You can also help your child practice breathing exercises that will calm anxious feelings. When your child grows anxious in the mornings, pause, sit down with your child and breathe deeply until he or she relaxes.
Build A Friend Network
Having friends can help your child enjoy school, and it also provides him or her with a safety net when you cannot be there.
For some children, it isn’t easy to build relationships and make friends. Work with other parents to create opportunities for one-on-one interactions.
For example, arrange for your child and a friend to ride the bus together or walk to school together. Arriving at school with a trusted buddy might take the edge of anxiety off your child.
You can also organize play dates or after-school activities in your home with your child’s friends, where they can interact in an environment where your child feels safe and comfortable. Over time, this can help your child to develop stronger bonds and feel more confident.
Discuss Concerns With Those Who Can Help
It is important to investigate what is happening at school that’s causing school refusal behavior. Schedule a meeting with your child’s teacher and school counselor. This meeting will help you identify where the emotional distress is originating.
Ask how your child is behaving in school. How is he performing academically? Is she sitting with friends at lunch? Does he engage with other students at recess or during free time? How does she react when she has to talk in front of the class? Get specific, so that you have the best insight into your child’s school experience.
Teachers and administrators also should be able to help you understand what your options are for helping your child continue to receive the education he or she needs. In some situations, an IEP can help children to overcome educational limitations.
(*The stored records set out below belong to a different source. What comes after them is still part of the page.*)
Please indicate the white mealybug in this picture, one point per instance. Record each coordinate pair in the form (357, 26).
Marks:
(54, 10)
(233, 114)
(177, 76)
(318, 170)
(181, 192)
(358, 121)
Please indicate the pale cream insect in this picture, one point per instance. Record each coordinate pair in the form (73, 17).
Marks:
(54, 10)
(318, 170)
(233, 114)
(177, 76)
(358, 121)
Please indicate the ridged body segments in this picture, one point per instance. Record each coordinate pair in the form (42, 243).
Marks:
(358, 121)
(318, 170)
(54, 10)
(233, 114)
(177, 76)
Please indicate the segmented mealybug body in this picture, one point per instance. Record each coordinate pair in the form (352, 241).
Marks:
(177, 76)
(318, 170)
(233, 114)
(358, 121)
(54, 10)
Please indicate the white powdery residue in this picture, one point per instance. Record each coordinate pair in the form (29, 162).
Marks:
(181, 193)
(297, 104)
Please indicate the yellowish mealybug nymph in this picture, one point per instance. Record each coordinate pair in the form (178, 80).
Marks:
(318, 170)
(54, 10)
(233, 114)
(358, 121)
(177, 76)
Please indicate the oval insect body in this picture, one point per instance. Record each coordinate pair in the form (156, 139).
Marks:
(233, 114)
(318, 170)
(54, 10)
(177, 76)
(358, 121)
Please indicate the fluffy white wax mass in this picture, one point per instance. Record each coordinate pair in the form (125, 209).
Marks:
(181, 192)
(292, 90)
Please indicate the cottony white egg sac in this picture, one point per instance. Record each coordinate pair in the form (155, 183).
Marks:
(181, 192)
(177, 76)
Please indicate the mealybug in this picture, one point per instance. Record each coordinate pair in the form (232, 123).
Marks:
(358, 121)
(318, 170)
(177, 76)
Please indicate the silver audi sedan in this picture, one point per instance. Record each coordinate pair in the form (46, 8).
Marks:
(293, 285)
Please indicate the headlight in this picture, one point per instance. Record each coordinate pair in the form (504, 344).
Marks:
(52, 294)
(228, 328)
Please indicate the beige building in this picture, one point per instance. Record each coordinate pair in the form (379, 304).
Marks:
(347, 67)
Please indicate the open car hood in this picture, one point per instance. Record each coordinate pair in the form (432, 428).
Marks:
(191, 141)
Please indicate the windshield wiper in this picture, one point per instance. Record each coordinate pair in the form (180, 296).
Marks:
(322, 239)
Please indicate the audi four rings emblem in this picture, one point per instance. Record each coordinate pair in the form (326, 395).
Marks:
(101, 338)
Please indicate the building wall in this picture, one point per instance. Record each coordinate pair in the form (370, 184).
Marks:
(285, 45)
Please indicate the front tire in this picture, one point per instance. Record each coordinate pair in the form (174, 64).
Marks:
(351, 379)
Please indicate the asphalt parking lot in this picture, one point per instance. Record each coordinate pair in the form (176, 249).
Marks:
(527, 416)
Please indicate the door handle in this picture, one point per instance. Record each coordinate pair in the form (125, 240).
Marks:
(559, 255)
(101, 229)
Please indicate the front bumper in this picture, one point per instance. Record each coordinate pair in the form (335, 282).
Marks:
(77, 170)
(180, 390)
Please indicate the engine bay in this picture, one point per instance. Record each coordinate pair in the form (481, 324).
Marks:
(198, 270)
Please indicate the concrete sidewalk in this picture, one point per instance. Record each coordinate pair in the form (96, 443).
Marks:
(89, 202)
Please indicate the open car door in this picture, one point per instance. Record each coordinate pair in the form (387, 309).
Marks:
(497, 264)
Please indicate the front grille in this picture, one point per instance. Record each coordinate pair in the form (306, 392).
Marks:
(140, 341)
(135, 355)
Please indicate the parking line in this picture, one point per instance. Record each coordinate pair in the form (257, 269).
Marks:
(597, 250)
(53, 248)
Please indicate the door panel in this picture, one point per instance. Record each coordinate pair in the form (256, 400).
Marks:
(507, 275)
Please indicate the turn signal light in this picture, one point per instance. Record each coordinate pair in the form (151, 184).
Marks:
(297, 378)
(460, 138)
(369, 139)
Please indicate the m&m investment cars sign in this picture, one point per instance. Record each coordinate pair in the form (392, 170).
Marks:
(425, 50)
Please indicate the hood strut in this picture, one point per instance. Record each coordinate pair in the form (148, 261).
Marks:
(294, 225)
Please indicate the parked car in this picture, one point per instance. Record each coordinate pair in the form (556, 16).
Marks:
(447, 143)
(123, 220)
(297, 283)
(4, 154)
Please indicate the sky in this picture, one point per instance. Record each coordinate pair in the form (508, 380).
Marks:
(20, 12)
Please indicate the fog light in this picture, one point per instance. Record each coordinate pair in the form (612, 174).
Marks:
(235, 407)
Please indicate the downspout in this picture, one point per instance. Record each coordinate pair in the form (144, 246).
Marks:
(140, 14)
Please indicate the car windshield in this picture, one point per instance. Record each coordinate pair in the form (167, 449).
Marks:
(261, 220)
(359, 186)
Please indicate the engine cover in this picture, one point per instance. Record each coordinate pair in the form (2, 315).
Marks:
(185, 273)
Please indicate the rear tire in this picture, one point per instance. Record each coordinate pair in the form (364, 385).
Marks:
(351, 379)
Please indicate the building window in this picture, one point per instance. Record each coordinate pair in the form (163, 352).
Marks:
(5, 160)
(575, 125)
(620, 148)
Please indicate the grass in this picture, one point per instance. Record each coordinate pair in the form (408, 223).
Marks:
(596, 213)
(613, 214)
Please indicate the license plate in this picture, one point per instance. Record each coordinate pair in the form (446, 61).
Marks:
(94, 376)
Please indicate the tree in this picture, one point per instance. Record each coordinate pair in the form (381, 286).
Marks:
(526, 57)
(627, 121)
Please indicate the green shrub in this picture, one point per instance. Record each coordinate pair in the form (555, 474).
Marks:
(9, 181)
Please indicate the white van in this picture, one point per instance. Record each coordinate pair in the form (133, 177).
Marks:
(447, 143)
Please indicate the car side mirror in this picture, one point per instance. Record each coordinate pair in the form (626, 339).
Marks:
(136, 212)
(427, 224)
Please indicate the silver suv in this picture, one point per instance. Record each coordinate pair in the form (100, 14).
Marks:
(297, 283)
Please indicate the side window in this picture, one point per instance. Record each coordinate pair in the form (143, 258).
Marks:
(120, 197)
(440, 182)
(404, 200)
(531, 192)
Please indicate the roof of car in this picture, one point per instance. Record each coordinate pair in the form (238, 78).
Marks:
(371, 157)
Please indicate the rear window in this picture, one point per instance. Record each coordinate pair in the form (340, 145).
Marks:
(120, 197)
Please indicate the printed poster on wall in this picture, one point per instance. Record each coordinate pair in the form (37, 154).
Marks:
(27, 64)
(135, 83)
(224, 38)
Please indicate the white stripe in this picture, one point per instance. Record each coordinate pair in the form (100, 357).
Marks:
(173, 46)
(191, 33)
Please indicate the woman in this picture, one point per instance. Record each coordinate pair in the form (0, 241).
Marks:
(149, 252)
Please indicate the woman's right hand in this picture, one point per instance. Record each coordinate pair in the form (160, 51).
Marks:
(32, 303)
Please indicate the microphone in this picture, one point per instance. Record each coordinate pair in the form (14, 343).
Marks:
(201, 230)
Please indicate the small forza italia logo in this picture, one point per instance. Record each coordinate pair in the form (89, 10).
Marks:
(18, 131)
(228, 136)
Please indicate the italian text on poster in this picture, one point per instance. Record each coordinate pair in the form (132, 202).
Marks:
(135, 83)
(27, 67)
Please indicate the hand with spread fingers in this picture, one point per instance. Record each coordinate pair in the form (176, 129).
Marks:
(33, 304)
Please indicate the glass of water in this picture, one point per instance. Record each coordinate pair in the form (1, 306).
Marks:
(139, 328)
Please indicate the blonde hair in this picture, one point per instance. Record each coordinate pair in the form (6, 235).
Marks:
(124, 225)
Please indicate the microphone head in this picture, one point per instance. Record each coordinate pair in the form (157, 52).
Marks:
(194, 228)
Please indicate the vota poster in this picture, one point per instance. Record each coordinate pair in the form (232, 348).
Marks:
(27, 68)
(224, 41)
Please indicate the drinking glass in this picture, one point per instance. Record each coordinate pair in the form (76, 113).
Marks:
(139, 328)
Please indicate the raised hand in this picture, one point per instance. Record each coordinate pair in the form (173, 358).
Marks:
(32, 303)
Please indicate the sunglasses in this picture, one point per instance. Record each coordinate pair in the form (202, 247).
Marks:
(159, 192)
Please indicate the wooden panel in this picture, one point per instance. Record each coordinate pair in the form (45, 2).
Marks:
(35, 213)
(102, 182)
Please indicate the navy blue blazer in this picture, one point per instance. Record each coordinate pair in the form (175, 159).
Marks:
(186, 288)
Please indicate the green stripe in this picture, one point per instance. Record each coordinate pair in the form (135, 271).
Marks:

Teachers and school administrators can also make accommodations to help school-refusing children gradually ease back into school.
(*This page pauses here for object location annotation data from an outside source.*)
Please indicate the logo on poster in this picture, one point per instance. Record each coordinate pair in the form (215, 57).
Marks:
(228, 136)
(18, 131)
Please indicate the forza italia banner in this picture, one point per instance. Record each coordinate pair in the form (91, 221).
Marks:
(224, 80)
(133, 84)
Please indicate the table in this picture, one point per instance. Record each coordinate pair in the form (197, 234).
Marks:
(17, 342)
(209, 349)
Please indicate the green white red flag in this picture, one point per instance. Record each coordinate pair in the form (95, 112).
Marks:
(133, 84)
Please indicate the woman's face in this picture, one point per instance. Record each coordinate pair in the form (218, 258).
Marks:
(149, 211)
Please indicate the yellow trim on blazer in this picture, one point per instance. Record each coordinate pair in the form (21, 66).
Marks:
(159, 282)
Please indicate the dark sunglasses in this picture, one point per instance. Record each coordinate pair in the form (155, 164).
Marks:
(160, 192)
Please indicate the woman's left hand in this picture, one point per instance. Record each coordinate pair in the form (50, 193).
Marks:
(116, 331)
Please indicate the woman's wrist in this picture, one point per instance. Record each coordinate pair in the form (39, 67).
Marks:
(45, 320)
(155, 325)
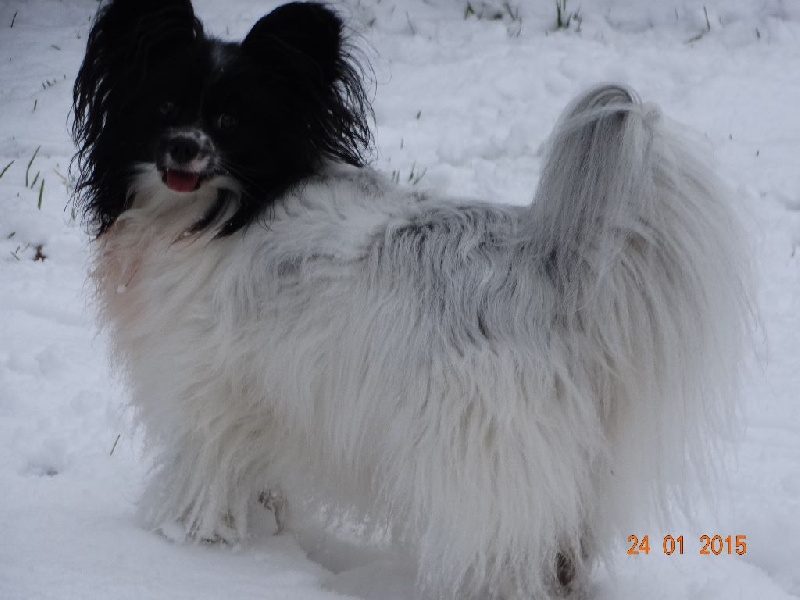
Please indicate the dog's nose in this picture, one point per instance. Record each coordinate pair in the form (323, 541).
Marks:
(183, 149)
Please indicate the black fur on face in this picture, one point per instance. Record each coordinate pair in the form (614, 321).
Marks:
(155, 89)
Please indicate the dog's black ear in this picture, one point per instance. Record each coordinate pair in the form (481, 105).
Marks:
(307, 35)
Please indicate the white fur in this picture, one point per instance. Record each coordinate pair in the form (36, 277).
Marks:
(495, 384)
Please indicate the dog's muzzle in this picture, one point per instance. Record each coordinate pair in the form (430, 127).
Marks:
(186, 158)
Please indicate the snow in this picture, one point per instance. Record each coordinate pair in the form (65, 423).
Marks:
(462, 106)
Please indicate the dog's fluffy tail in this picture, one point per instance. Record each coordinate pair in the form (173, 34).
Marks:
(650, 274)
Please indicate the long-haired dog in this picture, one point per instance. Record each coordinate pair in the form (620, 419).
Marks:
(503, 388)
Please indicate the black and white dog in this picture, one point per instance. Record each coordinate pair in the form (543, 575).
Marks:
(503, 388)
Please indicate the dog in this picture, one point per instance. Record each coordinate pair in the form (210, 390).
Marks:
(505, 390)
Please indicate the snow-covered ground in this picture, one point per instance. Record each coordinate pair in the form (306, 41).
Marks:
(462, 106)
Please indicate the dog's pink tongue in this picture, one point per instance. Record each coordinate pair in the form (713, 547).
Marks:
(179, 181)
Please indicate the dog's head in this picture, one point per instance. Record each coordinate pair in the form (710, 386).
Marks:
(155, 90)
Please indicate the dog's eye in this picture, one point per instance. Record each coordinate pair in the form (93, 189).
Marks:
(226, 122)
(167, 109)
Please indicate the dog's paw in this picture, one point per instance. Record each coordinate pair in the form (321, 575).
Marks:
(181, 531)
(276, 502)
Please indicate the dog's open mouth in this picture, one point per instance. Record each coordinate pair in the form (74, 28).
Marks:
(182, 181)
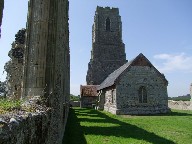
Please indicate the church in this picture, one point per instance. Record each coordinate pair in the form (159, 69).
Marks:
(123, 87)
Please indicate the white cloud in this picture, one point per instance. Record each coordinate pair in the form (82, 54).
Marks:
(174, 62)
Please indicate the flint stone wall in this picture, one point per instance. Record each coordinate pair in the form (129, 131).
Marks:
(25, 129)
(124, 99)
(180, 105)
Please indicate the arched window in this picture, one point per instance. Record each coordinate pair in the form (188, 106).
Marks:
(108, 24)
(142, 95)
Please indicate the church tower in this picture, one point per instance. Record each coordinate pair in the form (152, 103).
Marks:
(108, 50)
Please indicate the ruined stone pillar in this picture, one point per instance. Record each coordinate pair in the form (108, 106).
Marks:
(1, 13)
(36, 48)
(191, 92)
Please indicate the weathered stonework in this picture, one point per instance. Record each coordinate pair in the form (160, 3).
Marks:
(123, 94)
(14, 67)
(1, 13)
(46, 63)
(108, 50)
(191, 91)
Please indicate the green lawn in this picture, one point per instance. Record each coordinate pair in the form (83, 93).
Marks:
(88, 126)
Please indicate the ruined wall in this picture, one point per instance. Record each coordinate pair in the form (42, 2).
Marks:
(1, 13)
(14, 67)
(108, 50)
(191, 91)
(36, 48)
(126, 98)
(47, 61)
Meet With A Family Therapist
Do not delay in scheduling a meeting with a family therapist, particularly if your child’s symptoms are severe. This is one of the most important steps to take for a child who is in the midst of an emotional battle and displays signs of school refusal.
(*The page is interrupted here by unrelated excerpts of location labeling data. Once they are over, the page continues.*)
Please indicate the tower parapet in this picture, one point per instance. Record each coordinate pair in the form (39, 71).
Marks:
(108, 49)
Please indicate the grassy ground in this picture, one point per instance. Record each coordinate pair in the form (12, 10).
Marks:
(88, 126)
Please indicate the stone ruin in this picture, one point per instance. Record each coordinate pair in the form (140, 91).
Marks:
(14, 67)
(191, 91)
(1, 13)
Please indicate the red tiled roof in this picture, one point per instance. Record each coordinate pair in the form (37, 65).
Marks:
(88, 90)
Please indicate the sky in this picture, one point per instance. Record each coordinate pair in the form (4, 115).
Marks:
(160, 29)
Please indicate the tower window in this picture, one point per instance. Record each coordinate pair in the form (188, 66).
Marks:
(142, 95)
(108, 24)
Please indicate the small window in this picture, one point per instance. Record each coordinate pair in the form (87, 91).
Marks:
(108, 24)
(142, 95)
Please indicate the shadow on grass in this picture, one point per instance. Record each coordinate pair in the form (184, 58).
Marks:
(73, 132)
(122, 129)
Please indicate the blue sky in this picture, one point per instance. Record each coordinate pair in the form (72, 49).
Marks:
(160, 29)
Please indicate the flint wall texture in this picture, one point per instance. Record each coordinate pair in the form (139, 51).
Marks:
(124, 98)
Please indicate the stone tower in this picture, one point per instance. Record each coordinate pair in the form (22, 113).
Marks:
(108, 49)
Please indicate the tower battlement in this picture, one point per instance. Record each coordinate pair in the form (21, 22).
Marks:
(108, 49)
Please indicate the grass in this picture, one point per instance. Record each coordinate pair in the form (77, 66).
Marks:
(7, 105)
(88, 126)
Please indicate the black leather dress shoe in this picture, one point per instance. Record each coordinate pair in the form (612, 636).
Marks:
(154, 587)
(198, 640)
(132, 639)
Bringing your child to a therapist might seem scary or daunting, but therapists have access to resources and a wealth of expertise that can help your child where you and the school cannot. Whether it’s a new struggle, or ongoing, family therapy helps to bring about adaptive strategies and solutions that can be used in a variety of situations.
A therapist will thoroughly assess your child’s situation, making sure to understand your child’s experiences in school and at home. Therapists can provide proper treatment for your child’s individual case, and also help your child understand his or her anxiety and learn effective coping strategies. Many children respond positively to this.
Therapists are also able to diagnose a comorbid disorder, such as separation anxiety disorder, social anxiety disorder, or depression. While school-refusing kids don’t always suffer from an anxiety disorder, many do. In this case, a therapist is an important resource to help with treatment.
Overcoming school refusal will take time, diligence, and patience. Along the way, you will notice your child make progress. Be sure to acknowledge this, and praise your child when it happens.
Knowing that you see even “baby steps” in the right direction will give your child needed morale boosts. Plus, little bits of praise might lead to more progress. Praise can contribute to your child’s sense of confidence that he or she has the power to get past this struggle.
Solutions For Handling School Refusal Behavior
School refusal does not offer a fast and easy solution.
Most children will need ongoing support and encouragement. However, once you can identify and recognize the origin of your child’s emotional distress can you begin implementing strategies to help get him or her through it.